The clauses remained unchallenged for almost a century until in 1878 the US Supreme Court was called to interpret the extent of the Free Exercise Clause in Reynolds v. the United States, as related to the prosecution of polygamy under federal law. The Supreme Court upheld Reynolds' conviction for bigamy, deciding that to do otherwise would provide constitutional protection for a gamut of religious beliefs, including those as extreme as human sacrifice.
Freedom of religion means freedom to hold an opinion or belief, but not to take action in violation of social duties or subversive to good order.
In modern times the Universal Declaration of Human Rights was drafted. A milestone document in the history of human rights. Drafted by representatives from different legal and cultural backgrounds from all regions of the world, the Declaration was proclaimed by the United Nations General Assembly in Paris on 10 December 1948. In Article 18 we can read:
Everyone has the right to freedom of thought, conscience and religion; this right includes freedom to change his religion or belief, and freedom, either alone or in community with others and in public or private, to manifest his religion or belief in teaching, practice, worship and observance.
Apparently, the wise men and women of old were fully aware of the importance and significance of religious freedom as a fundamental part of the human condition and therefore as a basic human right.
Two recent examples come to mind in the dealings of sovereign states with the exercise of religious freedom.
The State vs. God
A five-year-long legal battle for the right to keep Sabbath has ended in a landmark victory for Seventh-day Adventist students in Kenya. The country’s top Appeals Court ruled as recently as March 2017 that the religious freedom provisions of Kenya’s constitution require that Adventist students be excused from classes and other school-related activities on Saturday. The decision overturns an earlier ruling that found no constitutional protection for Sabbath-keeping students.

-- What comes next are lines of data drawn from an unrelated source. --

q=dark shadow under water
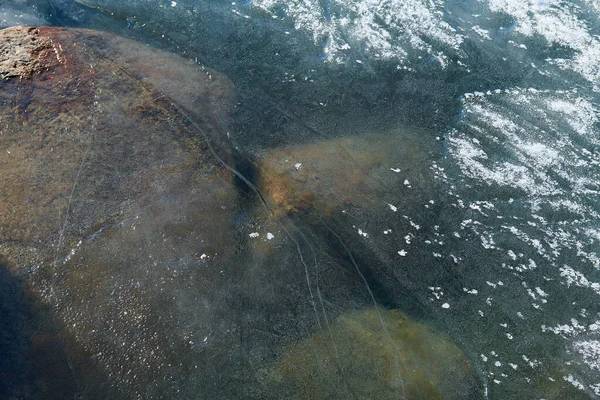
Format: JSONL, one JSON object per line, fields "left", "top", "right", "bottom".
{"left": 0, "top": 257, "right": 99, "bottom": 399}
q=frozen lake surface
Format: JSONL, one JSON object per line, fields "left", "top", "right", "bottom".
{"left": 1, "top": 0, "right": 599, "bottom": 399}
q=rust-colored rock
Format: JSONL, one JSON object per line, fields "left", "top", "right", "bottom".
{"left": 255, "top": 130, "right": 432, "bottom": 215}
{"left": 0, "top": 26, "right": 53, "bottom": 79}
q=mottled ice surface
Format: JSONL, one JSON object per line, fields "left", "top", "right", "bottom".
{"left": 1, "top": 0, "right": 599, "bottom": 398}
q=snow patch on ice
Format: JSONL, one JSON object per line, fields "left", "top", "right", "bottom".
{"left": 253, "top": 0, "right": 463, "bottom": 64}
{"left": 574, "top": 340, "right": 600, "bottom": 371}
{"left": 488, "top": 0, "right": 600, "bottom": 89}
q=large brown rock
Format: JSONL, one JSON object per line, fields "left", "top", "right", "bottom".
{"left": 0, "top": 26, "right": 237, "bottom": 398}
{"left": 0, "top": 25, "right": 235, "bottom": 267}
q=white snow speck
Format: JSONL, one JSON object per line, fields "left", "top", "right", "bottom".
{"left": 249, "top": 232, "right": 260, "bottom": 238}
{"left": 171, "top": 1, "right": 177, "bottom": 6}
{"left": 441, "top": 303, "right": 450, "bottom": 309}
{"left": 388, "top": 203, "right": 398, "bottom": 212}
{"left": 294, "top": 162, "right": 302, "bottom": 170}
{"left": 253, "top": 0, "right": 463, "bottom": 64}
{"left": 390, "top": 168, "right": 401, "bottom": 172}
{"left": 472, "top": 25, "right": 491, "bottom": 40}
{"left": 398, "top": 250, "right": 407, "bottom": 256}
{"left": 266, "top": 232, "right": 275, "bottom": 240}
{"left": 563, "top": 374, "right": 585, "bottom": 390}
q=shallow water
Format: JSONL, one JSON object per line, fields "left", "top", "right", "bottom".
{"left": 1, "top": 0, "right": 599, "bottom": 399}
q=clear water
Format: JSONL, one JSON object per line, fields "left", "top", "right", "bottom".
{"left": 1, "top": 0, "right": 599, "bottom": 399}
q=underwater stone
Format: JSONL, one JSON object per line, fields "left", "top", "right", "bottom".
{"left": 0, "top": 25, "right": 235, "bottom": 267}
{"left": 273, "top": 307, "right": 483, "bottom": 399}
{"left": 0, "top": 25, "right": 237, "bottom": 398}
{"left": 255, "top": 130, "right": 433, "bottom": 215}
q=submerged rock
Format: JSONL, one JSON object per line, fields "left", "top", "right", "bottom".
{"left": 255, "top": 129, "right": 434, "bottom": 215}
{"left": 0, "top": 25, "right": 237, "bottom": 398}
{"left": 0, "top": 25, "right": 235, "bottom": 267}
{"left": 273, "top": 307, "right": 483, "bottom": 399}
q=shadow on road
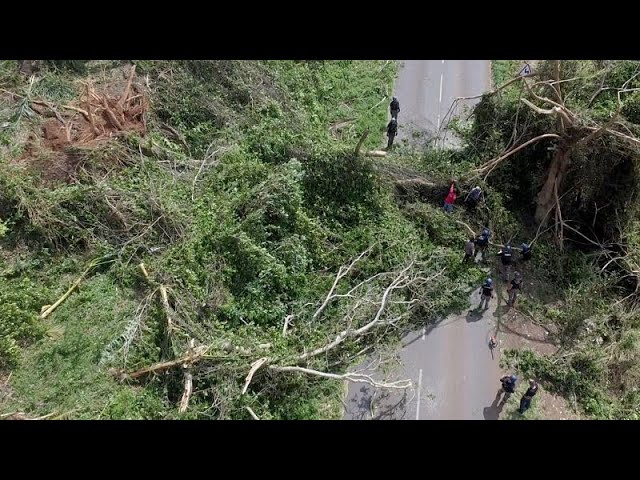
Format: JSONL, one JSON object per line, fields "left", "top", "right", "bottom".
{"left": 483, "top": 389, "right": 507, "bottom": 420}
{"left": 344, "top": 384, "right": 409, "bottom": 420}
{"left": 371, "top": 389, "right": 409, "bottom": 420}
{"left": 345, "top": 385, "right": 373, "bottom": 420}
{"left": 466, "top": 309, "right": 484, "bottom": 323}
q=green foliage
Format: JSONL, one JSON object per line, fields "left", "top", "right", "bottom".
{"left": 6, "top": 274, "right": 148, "bottom": 417}
{"left": 0, "top": 276, "right": 48, "bottom": 369}
{"left": 492, "top": 60, "right": 520, "bottom": 86}
{"left": 303, "top": 151, "right": 382, "bottom": 226}
{"left": 1, "top": 59, "right": 489, "bottom": 420}
{"left": 504, "top": 349, "right": 614, "bottom": 418}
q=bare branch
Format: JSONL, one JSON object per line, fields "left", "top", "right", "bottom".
{"left": 242, "top": 357, "right": 269, "bottom": 395}
{"left": 118, "top": 345, "right": 210, "bottom": 380}
{"left": 179, "top": 338, "right": 196, "bottom": 413}
{"left": 191, "top": 145, "right": 226, "bottom": 202}
{"left": 282, "top": 314, "right": 294, "bottom": 336}
{"left": 298, "top": 265, "right": 445, "bottom": 363}
{"left": 312, "top": 248, "right": 370, "bottom": 321}
{"left": 245, "top": 406, "right": 260, "bottom": 420}
{"left": 269, "top": 365, "right": 412, "bottom": 390}
{"left": 354, "top": 128, "right": 370, "bottom": 156}
{"left": 471, "top": 133, "right": 561, "bottom": 180}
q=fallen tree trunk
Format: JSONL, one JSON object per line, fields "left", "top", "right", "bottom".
{"left": 366, "top": 150, "right": 387, "bottom": 157}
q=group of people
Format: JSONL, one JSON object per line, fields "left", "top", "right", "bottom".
{"left": 474, "top": 233, "right": 532, "bottom": 310}
{"left": 451, "top": 182, "right": 539, "bottom": 415}
{"left": 498, "top": 375, "right": 539, "bottom": 414}
{"left": 386, "top": 97, "right": 400, "bottom": 149}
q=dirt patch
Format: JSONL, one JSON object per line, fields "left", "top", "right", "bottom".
{"left": 493, "top": 288, "right": 582, "bottom": 419}
{"left": 15, "top": 64, "right": 146, "bottom": 185}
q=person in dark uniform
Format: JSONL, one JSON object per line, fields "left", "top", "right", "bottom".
{"left": 520, "top": 243, "right": 532, "bottom": 262}
{"left": 386, "top": 118, "right": 398, "bottom": 149}
{"left": 390, "top": 96, "right": 400, "bottom": 119}
{"left": 479, "top": 278, "right": 494, "bottom": 310}
{"left": 518, "top": 379, "right": 539, "bottom": 414}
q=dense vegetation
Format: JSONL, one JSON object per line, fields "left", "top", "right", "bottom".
{"left": 0, "top": 60, "right": 482, "bottom": 419}
{"left": 3, "top": 59, "right": 640, "bottom": 420}
{"left": 461, "top": 60, "right": 640, "bottom": 419}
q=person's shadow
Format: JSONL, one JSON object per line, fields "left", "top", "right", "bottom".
{"left": 466, "top": 308, "right": 484, "bottom": 323}
{"left": 483, "top": 389, "right": 507, "bottom": 420}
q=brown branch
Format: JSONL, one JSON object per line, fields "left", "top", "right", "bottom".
{"left": 118, "top": 64, "right": 136, "bottom": 112}
{"left": 354, "top": 128, "right": 370, "bottom": 156}
{"left": 61, "top": 104, "right": 90, "bottom": 122}
{"left": 102, "top": 97, "right": 123, "bottom": 130}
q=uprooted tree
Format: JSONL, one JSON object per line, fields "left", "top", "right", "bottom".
{"left": 454, "top": 60, "right": 640, "bottom": 298}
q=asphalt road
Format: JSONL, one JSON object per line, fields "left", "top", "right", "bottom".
{"left": 393, "top": 60, "right": 491, "bottom": 149}
{"left": 343, "top": 60, "right": 501, "bottom": 420}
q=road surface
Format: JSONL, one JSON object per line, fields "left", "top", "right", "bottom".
{"left": 393, "top": 60, "right": 491, "bottom": 149}
{"left": 343, "top": 60, "right": 500, "bottom": 420}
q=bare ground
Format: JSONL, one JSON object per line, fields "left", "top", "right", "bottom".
{"left": 493, "top": 282, "right": 582, "bottom": 420}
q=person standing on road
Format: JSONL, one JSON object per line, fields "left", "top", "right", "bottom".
{"left": 518, "top": 379, "right": 539, "bottom": 414}
{"left": 479, "top": 278, "right": 494, "bottom": 310}
{"left": 386, "top": 118, "right": 398, "bottom": 149}
{"left": 497, "top": 374, "right": 518, "bottom": 404}
{"left": 520, "top": 242, "right": 532, "bottom": 263}
{"left": 463, "top": 236, "right": 475, "bottom": 264}
{"left": 390, "top": 96, "right": 400, "bottom": 119}
{"left": 507, "top": 271, "right": 523, "bottom": 307}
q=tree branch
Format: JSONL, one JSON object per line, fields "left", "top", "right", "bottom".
{"left": 471, "top": 133, "right": 561, "bottom": 180}
{"left": 312, "top": 248, "right": 370, "bottom": 321}
{"left": 241, "top": 357, "right": 268, "bottom": 395}
{"left": 269, "top": 365, "right": 412, "bottom": 390}
{"left": 245, "top": 406, "right": 260, "bottom": 420}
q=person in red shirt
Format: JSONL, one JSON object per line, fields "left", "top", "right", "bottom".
{"left": 443, "top": 182, "right": 457, "bottom": 213}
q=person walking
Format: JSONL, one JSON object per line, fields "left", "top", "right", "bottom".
{"left": 479, "top": 278, "right": 494, "bottom": 310}
{"left": 390, "top": 96, "right": 400, "bottom": 119}
{"left": 497, "top": 374, "right": 518, "bottom": 404}
{"left": 507, "top": 271, "right": 523, "bottom": 307}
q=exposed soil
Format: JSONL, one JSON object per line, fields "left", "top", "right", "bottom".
{"left": 12, "top": 64, "right": 147, "bottom": 185}
{"left": 493, "top": 282, "right": 582, "bottom": 420}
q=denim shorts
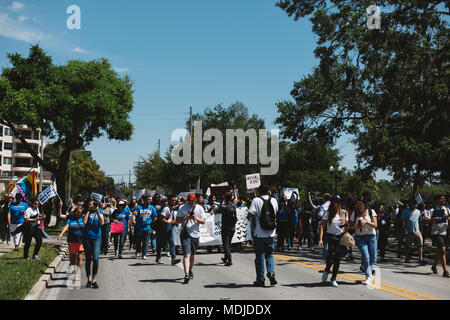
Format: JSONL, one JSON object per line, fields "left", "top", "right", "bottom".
{"left": 181, "top": 236, "right": 200, "bottom": 255}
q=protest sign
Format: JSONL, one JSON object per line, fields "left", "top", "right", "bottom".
{"left": 246, "top": 174, "right": 261, "bottom": 190}
{"left": 91, "top": 192, "right": 103, "bottom": 203}
{"left": 38, "top": 185, "right": 59, "bottom": 205}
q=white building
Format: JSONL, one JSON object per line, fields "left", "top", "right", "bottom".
{"left": 0, "top": 124, "right": 54, "bottom": 193}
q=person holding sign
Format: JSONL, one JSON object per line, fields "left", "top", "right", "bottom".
{"left": 426, "top": 194, "right": 449, "bottom": 278}
{"left": 82, "top": 198, "right": 104, "bottom": 289}
{"left": 58, "top": 204, "right": 85, "bottom": 282}
{"left": 111, "top": 201, "right": 130, "bottom": 259}
{"left": 132, "top": 195, "right": 157, "bottom": 259}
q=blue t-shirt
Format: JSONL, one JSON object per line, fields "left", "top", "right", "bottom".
{"left": 401, "top": 208, "right": 421, "bottom": 234}
{"left": 135, "top": 204, "right": 157, "bottom": 231}
{"left": 8, "top": 202, "right": 29, "bottom": 225}
{"left": 83, "top": 209, "right": 103, "bottom": 240}
{"left": 66, "top": 216, "right": 85, "bottom": 243}
{"left": 277, "top": 205, "right": 289, "bottom": 221}
{"left": 111, "top": 208, "right": 130, "bottom": 230}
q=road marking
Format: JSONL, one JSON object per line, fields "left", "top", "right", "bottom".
{"left": 274, "top": 254, "right": 439, "bottom": 300}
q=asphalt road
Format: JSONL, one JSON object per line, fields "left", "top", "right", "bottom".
{"left": 40, "top": 241, "right": 450, "bottom": 301}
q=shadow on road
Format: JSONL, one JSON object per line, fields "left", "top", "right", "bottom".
{"left": 204, "top": 283, "right": 264, "bottom": 289}
{"left": 139, "top": 278, "right": 184, "bottom": 283}
{"left": 282, "top": 281, "right": 360, "bottom": 288}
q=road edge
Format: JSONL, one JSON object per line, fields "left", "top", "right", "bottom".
{"left": 24, "top": 244, "right": 68, "bottom": 301}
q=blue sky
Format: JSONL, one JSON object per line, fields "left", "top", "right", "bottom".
{"left": 0, "top": 0, "right": 390, "bottom": 184}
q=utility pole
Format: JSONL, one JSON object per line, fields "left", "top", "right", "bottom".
{"left": 158, "top": 139, "right": 161, "bottom": 157}
{"left": 129, "top": 170, "right": 131, "bottom": 188}
{"left": 190, "top": 106, "right": 193, "bottom": 138}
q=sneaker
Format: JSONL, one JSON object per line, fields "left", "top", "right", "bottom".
{"left": 330, "top": 280, "right": 339, "bottom": 287}
{"left": 156, "top": 259, "right": 164, "bottom": 264}
{"left": 184, "top": 275, "right": 190, "bottom": 284}
{"left": 189, "top": 271, "right": 194, "bottom": 279}
{"left": 32, "top": 255, "right": 39, "bottom": 260}
{"left": 363, "top": 277, "right": 372, "bottom": 286}
{"left": 431, "top": 265, "right": 438, "bottom": 274}
{"left": 135, "top": 252, "right": 139, "bottom": 258}
{"left": 322, "top": 271, "right": 329, "bottom": 283}
{"left": 166, "top": 252, "right": 171, "bottom": 257}
{"left": 24, "top": 257, "right": 30, "bottom": 260}
{"left": 267, "top": 272, "right": 277, "bottom": 285}
{"left": 224, "top": 261, "right": 233, "bottom": 267}
{"left": 221, "top": 257, "right": 227, "bottom": 264}
{"left": 118, "top": 255, "right": 123, "bottom": 259}
{"left": 419, "top": 260, "right": 427, "bottom": 266}
{"left": 171, "top": 259, "right": 181, "bottom": 265}
{"left": 86, "top": 281, "right": 92, "bottom": 288}
{"left": 92, "top": 282, "right": 99, "bottom": 289}
{"left": 443, "top": 271, "right": 450, "bottom": 278}
{"left": 142, "top": 256, "right": 147, "bottom": 260}
{"left": 253, "top": 281, "right": 265, "bottom": 287}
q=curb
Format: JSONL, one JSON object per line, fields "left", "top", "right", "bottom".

On Friday, March 3, 2017, a three-judge panel of Kenya’s Appeals Court ruled that Adventist students have the right to worship on Saturday, and it ordered the Kenyan Education Ministry to rework its policies to eliminate conflict between education and religion in schools.
Also in March 2017, Jehovah’s Witnesses started to mobilize a global response to the threat of a ban in Russia. Threatened with an imminent ban on their worship in Russia, Jehovah’s Witnesses are responding with a direct appeal to Kremlin and Supreme Court officials for relief through a global letter-writing campaign. The Governing Body of Jehovah’s Witnesses is inviting over 8,000,000 Witnesses worldwide to participate. This in response to a claim that was filed on March 15, 2017, by Russia’s Ministry of Justice with the Supreme Court of the Russian Federation to label the Administrative Center of Jehovah’s Witnesses in Russia as extremist and therefore should be liquidated.
From this case, we may gather that the state may not target religious freedom or the establishment of religion as such, but rather the administrative entities that are necessary for any modern-day religion to function properly. To label them as ‘extremist’ may sound rather extreme.
We can learn from history that religious freedom, the exercise, the establishment and the institution thereof in governing or administrative bodies is deeply rooted in the human psyche.
Kenya’s example shows that the state is capable of adapting to what significant portions of its citizens consider to be God’s Law and incorporate it into its affairs and legislature.
The Russian example is a sad reminder of the fact that centuries of historic relevance are no safeguarding to political whim, and/or favoritism.